XSLT equivalent for JSON
Interesting idea. Some searching on Google produced a few pages of interest, including:
- an outline of how such a "jsonT" tool might be implemented, and some downloads
- some discussion of that implementation
- a company which may have implemented something suitable
Hope this helps.
XSLT equivalents for JSON - a list of candidates (tools and specs)
Tools
1. XSLT
You can use XSLT for JSON with the aim of fn:json-to-xml.
This section describes facilities allowing JSON data to be processed using XSLT.
2. jq
jq is like sed for JSON data - you can use it to slice and filter and map and transform structured data with the same ease that sed, awk, grep and friends let you play with text. There are install packages for different OS.
3. jj
JJ is a command line utility that provides a fast and simple way to retrieve or update values from JSON documents. It's powered by GJSON and SJSON under the hood.
4. fx
Command-line JSON processing tool - Don't need to learn new syntax - Plain JavaScript - Formatting and highlighting - Standalone binary
5. jl
jl ("JSON lambda") is a tiny functional language for querying and manipulating JSON.
6. JOLT
JSON to JSON transformation library written in Java where the "specification" for the transform is itself a JSON document.
7. gron
Make JSON greppable! gron transforms JSON into discrete assignments to make it easier to grep for what you want and see the absolute 'path' to it. It eases the exploration of APIs that return large blobs of JSON but have terrible documentation.
8. json-e
JSON-e is a data-structure parameterization system for embedding context in JSON objects. The central idea is to treat a data structure as a "template" and transform it, using another data structure as context, to produce an output data structure.
9. JSLT
JSLT is a complete query and transformation language for JSON. The language design is inspired by jq, XPath, and XQuery.
10. JSONata
JSONata is a lightweight query and transformation language for JSON data. Inspired by the 'location path' semantics of XPath 3.1, it allows sophisticated queries to be expressed in a compact and intuitive notation.
11. JSONPath Plus
Analyse, transform, and selectively extract data from JSON documents (and JavaScript objects). jsonpath-plus expands on the original specification to add some additional operators and makes explicit some behaviors the original did not spell out.
12. json-transforms Last Commit Dec 1, 2017
Provides a recursive, pattern-matching approach to transforming JSON data. Transformations are defined as a set of rules which match the structure of a JSON object. When a match occurs, the rule emits the transformed data, optionally recursing to transform child objects.
13. json Last commit Jun 23, 2018
json is a fast CLI tool for working with JSON. It is a single-file node.js script with no external deps (other than node.js itself).

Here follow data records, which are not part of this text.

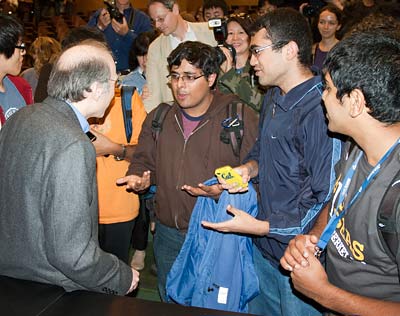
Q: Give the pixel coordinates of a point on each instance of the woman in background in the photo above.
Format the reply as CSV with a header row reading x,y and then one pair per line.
x,y
43,50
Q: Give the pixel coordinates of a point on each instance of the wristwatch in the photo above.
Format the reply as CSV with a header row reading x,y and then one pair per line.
x,y
123,155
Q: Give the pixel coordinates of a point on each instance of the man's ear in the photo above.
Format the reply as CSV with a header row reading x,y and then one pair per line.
x,y
291,50
211,79
96,90
175,9
357,103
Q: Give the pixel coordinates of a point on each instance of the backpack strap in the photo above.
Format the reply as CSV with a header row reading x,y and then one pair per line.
x,y
232,127
158,119
386,218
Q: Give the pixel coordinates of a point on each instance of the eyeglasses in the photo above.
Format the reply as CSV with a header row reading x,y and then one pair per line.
x,y
21,46
190,78
256,50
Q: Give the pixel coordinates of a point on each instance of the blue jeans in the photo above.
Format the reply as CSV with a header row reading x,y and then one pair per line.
x,y
277,296
167,244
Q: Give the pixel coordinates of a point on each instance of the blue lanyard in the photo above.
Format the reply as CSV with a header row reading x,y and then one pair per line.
x,y
336,216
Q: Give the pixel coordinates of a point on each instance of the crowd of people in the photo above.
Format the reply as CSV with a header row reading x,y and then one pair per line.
x,y
115,131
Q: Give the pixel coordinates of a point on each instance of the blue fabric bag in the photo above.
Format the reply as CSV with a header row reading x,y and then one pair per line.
x,y
213,269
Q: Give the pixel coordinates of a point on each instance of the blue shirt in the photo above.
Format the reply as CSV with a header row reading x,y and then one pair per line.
x,y
296,159
121,45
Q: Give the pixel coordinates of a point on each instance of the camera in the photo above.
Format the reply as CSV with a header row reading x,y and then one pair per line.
x,y
312,9
219,27
114,12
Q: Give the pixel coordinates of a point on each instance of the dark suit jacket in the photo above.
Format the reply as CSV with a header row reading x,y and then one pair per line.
x,y
48,208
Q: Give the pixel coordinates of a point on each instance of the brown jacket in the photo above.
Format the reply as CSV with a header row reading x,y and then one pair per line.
x,y
174,162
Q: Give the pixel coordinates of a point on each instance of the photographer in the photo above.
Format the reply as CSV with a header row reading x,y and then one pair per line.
x,y
121,24
236,75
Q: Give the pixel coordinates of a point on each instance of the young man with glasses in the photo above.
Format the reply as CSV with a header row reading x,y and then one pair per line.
x,y
187,150
293,158
15,92
174,30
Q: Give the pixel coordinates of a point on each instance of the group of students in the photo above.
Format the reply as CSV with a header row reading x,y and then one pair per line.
x,y
322,171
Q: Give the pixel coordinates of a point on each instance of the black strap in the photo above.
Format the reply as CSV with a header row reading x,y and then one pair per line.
x,y
386,218
158,119
235,109
232,127
131,18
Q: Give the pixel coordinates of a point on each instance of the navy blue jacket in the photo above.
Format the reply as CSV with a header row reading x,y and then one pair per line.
x,y
213,269
121,45
296,159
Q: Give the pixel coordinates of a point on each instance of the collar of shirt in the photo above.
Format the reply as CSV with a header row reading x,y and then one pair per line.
x,y
82,120
289,100
189,36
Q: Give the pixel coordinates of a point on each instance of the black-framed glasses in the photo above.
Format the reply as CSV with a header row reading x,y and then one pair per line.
x,y
21,46
187,78
256,50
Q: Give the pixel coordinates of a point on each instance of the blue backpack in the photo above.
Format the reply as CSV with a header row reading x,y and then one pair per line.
x,y
213,269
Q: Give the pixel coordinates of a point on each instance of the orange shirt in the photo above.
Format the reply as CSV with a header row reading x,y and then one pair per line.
x,y
115,203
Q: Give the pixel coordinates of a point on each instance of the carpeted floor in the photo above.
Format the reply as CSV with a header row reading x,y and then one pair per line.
x,y
148,280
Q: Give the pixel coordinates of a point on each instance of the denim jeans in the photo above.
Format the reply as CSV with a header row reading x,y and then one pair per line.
x,y
167,244
277,296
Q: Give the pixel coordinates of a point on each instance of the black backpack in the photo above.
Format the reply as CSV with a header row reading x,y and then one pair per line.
x,y
231,131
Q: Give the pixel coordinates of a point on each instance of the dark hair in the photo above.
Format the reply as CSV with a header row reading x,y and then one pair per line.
x,y
284,25
200,55
70,82
369,61
169,4
276,3
140,47
81,33
208,4
11,31
333,9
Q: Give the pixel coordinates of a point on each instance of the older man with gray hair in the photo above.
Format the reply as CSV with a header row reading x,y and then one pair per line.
x,y
48,214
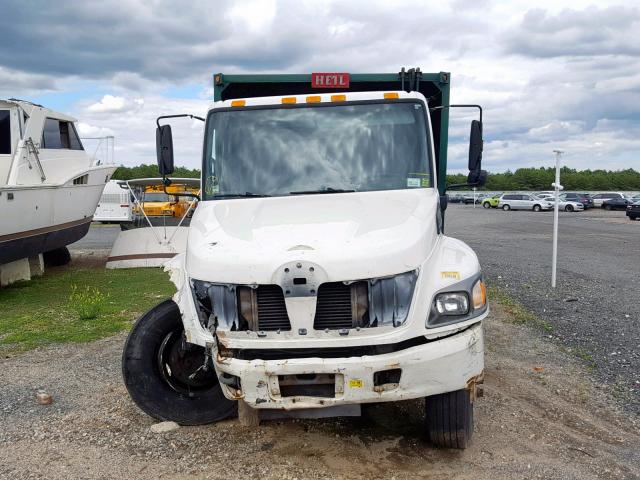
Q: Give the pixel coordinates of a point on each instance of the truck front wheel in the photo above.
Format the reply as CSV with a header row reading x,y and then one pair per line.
x,y
164,374
449,419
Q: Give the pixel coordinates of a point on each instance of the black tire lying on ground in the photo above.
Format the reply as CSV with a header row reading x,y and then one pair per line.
x,y
57,257
449,419
157,364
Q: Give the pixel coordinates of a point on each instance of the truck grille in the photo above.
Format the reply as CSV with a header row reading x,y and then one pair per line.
x,y
272,312
334,310
334,307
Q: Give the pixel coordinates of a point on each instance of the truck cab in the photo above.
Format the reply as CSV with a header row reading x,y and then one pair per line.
x,y
317,274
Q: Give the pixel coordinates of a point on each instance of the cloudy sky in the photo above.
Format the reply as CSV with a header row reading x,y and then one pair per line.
x,y
551,74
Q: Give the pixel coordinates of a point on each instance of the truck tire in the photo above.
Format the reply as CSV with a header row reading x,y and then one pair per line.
x,y
57,257
449,419
156,365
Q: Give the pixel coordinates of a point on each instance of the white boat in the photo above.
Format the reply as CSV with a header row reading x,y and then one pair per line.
x,y
151,241
115,204
49,185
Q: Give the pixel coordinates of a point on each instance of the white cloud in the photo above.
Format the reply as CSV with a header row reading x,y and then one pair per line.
x,y
561,75
86,130
114,104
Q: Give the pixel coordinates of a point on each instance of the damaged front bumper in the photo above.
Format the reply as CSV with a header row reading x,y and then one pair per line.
x,y
438,366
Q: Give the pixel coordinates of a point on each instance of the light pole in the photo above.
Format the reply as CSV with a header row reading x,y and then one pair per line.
x,y
557,187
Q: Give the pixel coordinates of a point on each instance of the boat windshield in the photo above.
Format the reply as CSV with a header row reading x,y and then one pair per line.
x,y
269,151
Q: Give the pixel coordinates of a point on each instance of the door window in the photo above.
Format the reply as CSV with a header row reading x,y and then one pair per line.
x,y
5,131
59,134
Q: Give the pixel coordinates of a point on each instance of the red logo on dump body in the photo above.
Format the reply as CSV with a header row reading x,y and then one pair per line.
x,y
329,80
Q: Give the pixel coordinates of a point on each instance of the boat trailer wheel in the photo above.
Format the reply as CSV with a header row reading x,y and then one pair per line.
x,y
182,365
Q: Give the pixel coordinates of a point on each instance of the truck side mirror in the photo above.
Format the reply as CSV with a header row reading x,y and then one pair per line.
x,y
477,176
475,146
164,149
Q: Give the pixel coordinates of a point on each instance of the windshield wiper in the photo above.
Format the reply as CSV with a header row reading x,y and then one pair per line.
x,y
323,190
245,194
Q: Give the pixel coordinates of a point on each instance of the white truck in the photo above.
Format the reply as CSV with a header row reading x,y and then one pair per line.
x,y
317,274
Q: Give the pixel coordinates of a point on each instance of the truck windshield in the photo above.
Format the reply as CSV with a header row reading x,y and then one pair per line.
x,y
323,149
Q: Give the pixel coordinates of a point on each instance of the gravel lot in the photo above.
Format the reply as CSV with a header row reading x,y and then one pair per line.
x,y
540,417
595,310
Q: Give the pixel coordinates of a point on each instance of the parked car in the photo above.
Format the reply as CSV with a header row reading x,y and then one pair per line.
x,y
583,198
565,205
544,195
519,201
599,198
633,210
491,202
616,203
470,199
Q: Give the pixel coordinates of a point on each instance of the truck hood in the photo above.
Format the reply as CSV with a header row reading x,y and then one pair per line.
x,y
350,236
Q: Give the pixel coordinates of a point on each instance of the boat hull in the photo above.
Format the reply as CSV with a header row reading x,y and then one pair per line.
x,y
147,247
38,219
34,242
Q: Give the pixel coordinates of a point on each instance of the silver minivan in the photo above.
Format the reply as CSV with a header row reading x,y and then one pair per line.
x,y
523,201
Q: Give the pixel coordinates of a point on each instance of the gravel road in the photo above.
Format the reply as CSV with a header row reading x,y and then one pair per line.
x,y
540,417
595,310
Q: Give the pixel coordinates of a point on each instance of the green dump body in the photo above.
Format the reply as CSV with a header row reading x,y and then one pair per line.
x,y
434,86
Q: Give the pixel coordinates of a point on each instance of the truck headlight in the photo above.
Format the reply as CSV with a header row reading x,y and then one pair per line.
x,y
459,302
456,303
479,295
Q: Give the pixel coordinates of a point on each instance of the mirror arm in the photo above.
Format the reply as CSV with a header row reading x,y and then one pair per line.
x,y
461,105
461,185
167,181
178,116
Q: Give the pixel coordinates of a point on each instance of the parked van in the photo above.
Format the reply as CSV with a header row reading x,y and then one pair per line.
x,y
523,201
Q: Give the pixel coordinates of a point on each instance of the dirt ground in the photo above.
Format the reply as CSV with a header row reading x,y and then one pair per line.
x,y
541,417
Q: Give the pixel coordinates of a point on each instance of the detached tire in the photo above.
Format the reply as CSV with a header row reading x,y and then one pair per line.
x,y
449,419
156,365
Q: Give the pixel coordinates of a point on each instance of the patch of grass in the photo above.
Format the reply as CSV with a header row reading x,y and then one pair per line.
x,y
46,310
86,303
519,314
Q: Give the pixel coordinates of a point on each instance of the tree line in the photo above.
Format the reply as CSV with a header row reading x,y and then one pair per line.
x,y
521,179
151,171
570,178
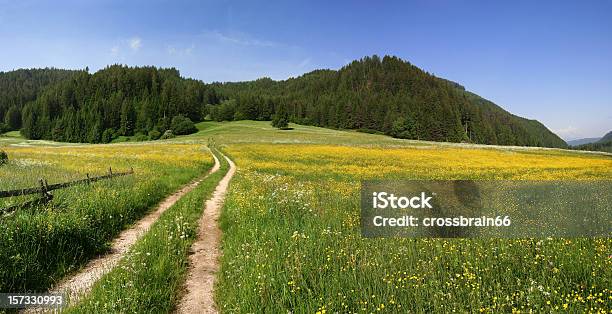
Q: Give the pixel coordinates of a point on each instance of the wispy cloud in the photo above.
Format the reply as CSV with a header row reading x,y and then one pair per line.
x,y
305,62
569,132
240,39
173,51
135,43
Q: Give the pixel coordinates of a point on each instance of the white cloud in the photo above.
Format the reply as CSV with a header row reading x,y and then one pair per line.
x,y
305,62
115,51
173,51
240,39
135,43
569,132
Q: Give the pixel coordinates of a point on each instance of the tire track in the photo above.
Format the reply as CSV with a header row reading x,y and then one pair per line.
x,y
80,283
204,262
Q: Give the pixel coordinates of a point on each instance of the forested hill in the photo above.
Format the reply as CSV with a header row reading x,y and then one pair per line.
x,y
604,144
386,95
22,86
116,101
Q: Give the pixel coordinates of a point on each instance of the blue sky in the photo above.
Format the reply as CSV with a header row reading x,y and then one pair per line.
x,y
550,60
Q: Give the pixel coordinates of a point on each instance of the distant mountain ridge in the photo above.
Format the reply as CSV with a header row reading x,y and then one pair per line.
x,y
604,144
606,138
583,141
385,95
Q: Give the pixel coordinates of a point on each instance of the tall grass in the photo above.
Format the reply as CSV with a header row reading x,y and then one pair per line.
x,y
291,238
150,277
40,245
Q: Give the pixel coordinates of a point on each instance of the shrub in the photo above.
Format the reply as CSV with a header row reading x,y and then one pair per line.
x,y
139,137
154,134
280,120
181,125
3,157
107,135
167,135
4,128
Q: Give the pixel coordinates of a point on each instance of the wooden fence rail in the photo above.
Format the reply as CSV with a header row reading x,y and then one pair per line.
x,y
45,188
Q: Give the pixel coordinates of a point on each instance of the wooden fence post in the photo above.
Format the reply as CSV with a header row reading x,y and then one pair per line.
x,y
43,189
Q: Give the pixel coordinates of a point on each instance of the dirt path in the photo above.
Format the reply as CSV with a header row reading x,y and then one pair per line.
x,y
204,262
80,283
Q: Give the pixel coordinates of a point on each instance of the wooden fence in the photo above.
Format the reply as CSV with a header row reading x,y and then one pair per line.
x,y
45,188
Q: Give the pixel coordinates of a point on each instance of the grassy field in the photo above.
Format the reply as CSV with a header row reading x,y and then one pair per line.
x,y
40,245
291,225
150,277
292,240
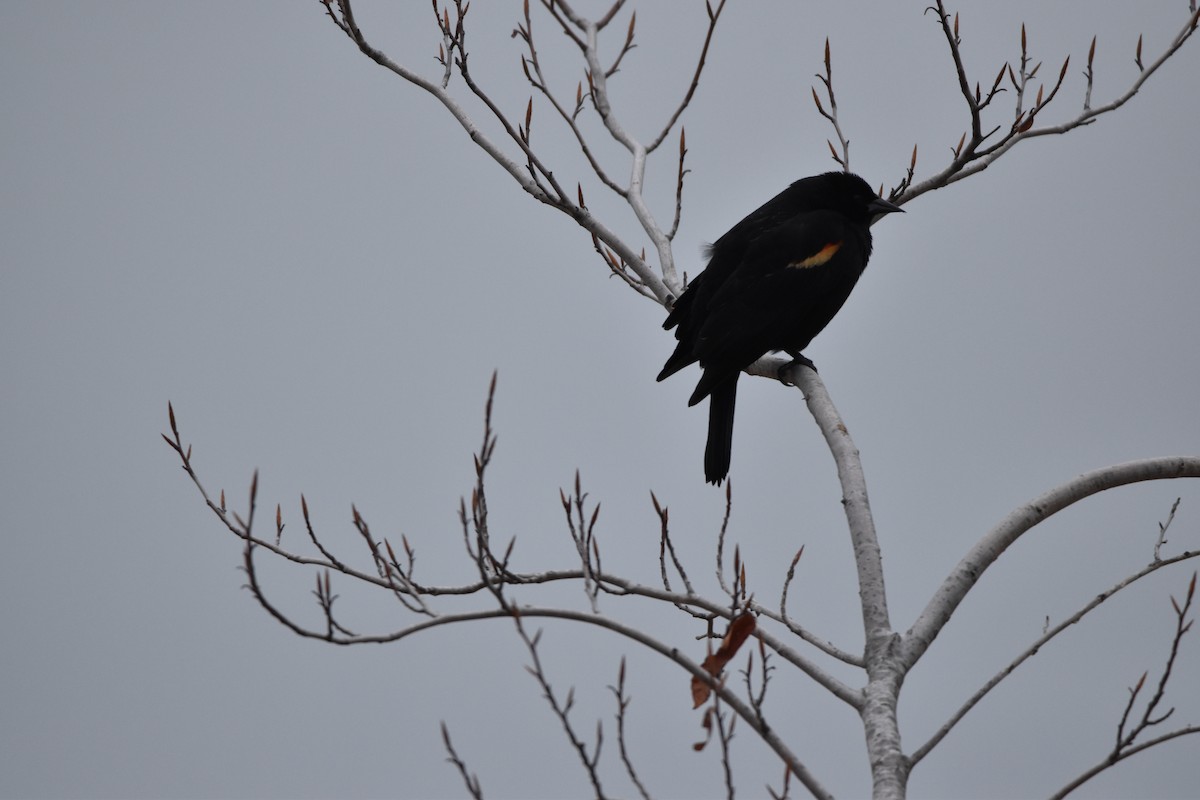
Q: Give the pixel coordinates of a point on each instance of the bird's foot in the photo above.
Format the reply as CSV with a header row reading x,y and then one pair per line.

14. jsawk Last commit Mar 4, 2015
Jsawk is like awk, but for JSON. You work with an array of JSON objects read from stdin, filter them using JavaScript to produce a results array that is printed to stdout.
15. yate Last Commit Mar 13, 2017
Tests can be used as docu https://github.com/pasaran/yate/tree/master/tests
16. jsonpath-object-transform Last Commit Jan 18, 2017
Pulls data from an object literal using JSONPath and generate a new objects based on a template.
17. Stapling Last Commit Sep 16, 2013
Stapling is a JavaScript library that enables XSLT formatting for JSON objects. Instead of using a JavaScript templating engine and text/html templates, Stapling gives you the opportunity to use XSLT templates - loaded asynchronously with Ajax and then cached client side - to parse your JSON datasources.
Specs:
- JsonPointer
JSON Pointer defines a string syntax for identifying a specific value within a JavaScript Object Notation (JSON) document.
- JsonPath
JSONPath expressions always refer to a JSON structure in the same way as XPath expression are used in combination with an XML document
- JSPath
JSPath for JSON is like XPath for XML."
- JSONiq
The main source of inspiration behind JSONiq is XQuery, which has been proven so far a successful and productive query language for semi-structured data
Try JOLT. It is a JSON to JSON transformation library written in Java.
It was created specifically because we did not want to play the "JSON -> XML -> XSLT -> XML -> JSON" game, and using a template for any sufficiently complex transform is unmaintainable.